Last night (Tuesday) he was in to see the neurologist. Here’s the problem with using the internet to diagnose medical issues. He has hand tremors which have gradually worsened over the last couple of years (Ed. note: No problem holding a glass of wine, though) and he has restless leg syndrome. Combine those two and the Internet diagnosis comes in at Parkinson Disease. After a series of tests (Ed. note: follow the pen, add these numbers, walk heel to toe – geez, sounds like ones to see if you are sober), the neurologist says no Parkinsons – just aging. That was a relief to both of us.
Chinese buses often have a couple of seats near the front which look to the back. This woman could not stop looking at Geoff – neither could she stop talking to her husband – despite the fact that he slept for almost the entire 40 minute ride.
Some more signs around the complex which brought you the indecipherable “Dreams China – Annals Deposit Lofty” come these three. My Mom used to say “Who has more fun than crazy people?” We’re thinking maybe Chinese to English sign translators?
For those who have seen “The Bottle Opener” (on the right for those who haven’t), otherwise known as the Shanghai World Financial Centre and visited its 100th Floor Observation Deck, well there’s a new tallest in town. The Shanghai Tower will be 128 stories and top out at 2073 feet or 632 metres. Anyone for a race up the stairs? We hope that it will be finished and visitable before we leave.

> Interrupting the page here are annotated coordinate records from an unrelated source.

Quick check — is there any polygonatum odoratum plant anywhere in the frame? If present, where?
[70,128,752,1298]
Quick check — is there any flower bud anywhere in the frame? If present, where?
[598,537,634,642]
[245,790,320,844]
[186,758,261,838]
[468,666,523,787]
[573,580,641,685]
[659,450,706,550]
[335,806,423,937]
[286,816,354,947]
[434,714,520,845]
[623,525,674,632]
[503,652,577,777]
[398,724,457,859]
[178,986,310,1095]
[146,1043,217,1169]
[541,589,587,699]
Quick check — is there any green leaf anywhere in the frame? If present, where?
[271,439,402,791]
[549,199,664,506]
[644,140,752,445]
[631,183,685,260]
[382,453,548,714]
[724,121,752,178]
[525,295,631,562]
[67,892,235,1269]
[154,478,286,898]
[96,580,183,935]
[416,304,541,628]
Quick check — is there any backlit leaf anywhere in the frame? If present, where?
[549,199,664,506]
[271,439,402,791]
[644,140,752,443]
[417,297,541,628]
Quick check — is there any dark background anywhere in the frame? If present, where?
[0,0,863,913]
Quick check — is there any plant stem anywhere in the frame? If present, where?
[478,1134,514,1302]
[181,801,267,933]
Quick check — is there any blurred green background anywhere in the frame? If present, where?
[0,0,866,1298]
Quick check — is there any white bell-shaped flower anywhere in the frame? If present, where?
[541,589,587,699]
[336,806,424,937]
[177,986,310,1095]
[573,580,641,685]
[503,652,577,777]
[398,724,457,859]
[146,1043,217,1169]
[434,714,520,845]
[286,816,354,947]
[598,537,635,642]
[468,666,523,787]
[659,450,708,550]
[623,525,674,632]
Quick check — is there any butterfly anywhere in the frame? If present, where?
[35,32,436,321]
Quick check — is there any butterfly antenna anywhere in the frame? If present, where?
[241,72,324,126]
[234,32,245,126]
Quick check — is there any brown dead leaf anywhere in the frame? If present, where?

Last night Geoff was in downtown Shanghai and had about 35 minutes to get to the doctor’s office which was 6.5 miles away and in heavy, heavy rush hour traffic. He hailed a taxi and even though all of its signs said it was available, the driver said “No” (Ed. note: Then turn off the stupid lights!) Anyway, the guy on the right below was right behind the taxi, pointed at him and then the back of his scooter. Geoff showed him the address, the guy said 50RMB and away they went. The view on the left was pretty much the view they had as they wove in and out of the traffic. And given that it was January it really wasn’t even that cold. They got there in 30 minutes.
After the Dr.’s appointment it was off to stay at Shelley, Rob, Matthew (7) and Zander’s (5) for the night. Now, the boys were quite excited to see Geoff and share many of their toys with him, but his highlight was listening to the adjective Shelley used – FREQUENTLY! – to describe their new pet – Bolt.
Here’s the story of Bolt. Matthew’s entire class was invited to a birthday party on Sunday. They had a really good time and not only did they have food and games, there were prizes. When Rob and Shelley showed up to get Matthew, he said he had won a prize, ran away and – came back with Bolt and the cage. Apparently the parents of the first two kids who “won” Bolt were at the party and provided a couple of sketchy reasons why they couldn’t take him. Rob and Shelley have learned their lesson – always stay at the party! As Shelley said, several times over the course of the evening “Who gives f+%^ing animals away as prizes to 7 year olds?” Aaahhh …the Chinese? (Ed. note: I am still laughing!)
Okay – why is Geoff not the man he once was? Well he has permanently changed his look, thanks to A Tao.
In his own words:
For a few years I have thought about getting a tattoo and after my heart attack I decided that this would be the perfect time. I asked a young teacher in Shanghai where to get one done and he said that Shanghai Tattoo was very good and very professional. Off I went. I talked it over with Lili the owner and told her I wanted it to say “Made in China”. (Ed. note: I have looked over the blogs we wrote around the time of the heart attack and can’t find the story which explains why. Feel free to skip over this if we did and I missed it.)
Short Version: While I was on the operating table Terry was asked which stent she wanted them to use – the Chinese one or the Western one, which cost about 8 times as much. She told them the Western one and then went away to the waiting room. She had barely sat down when the guy came running in to the room and said “Sorry, but we don’t have that size in stock. We will have to use the Made in China one.” So…
A took about 10 minutes to do it and it really didn’t hurt. Is this the first, last and only – or the first of many? Stay tuned – we are off to the Philippines, you know.
The Shoe Blog
Most of the women here are wearing variations on a theme these days – black boots just to or just over the top of the knee. These are blindingly white.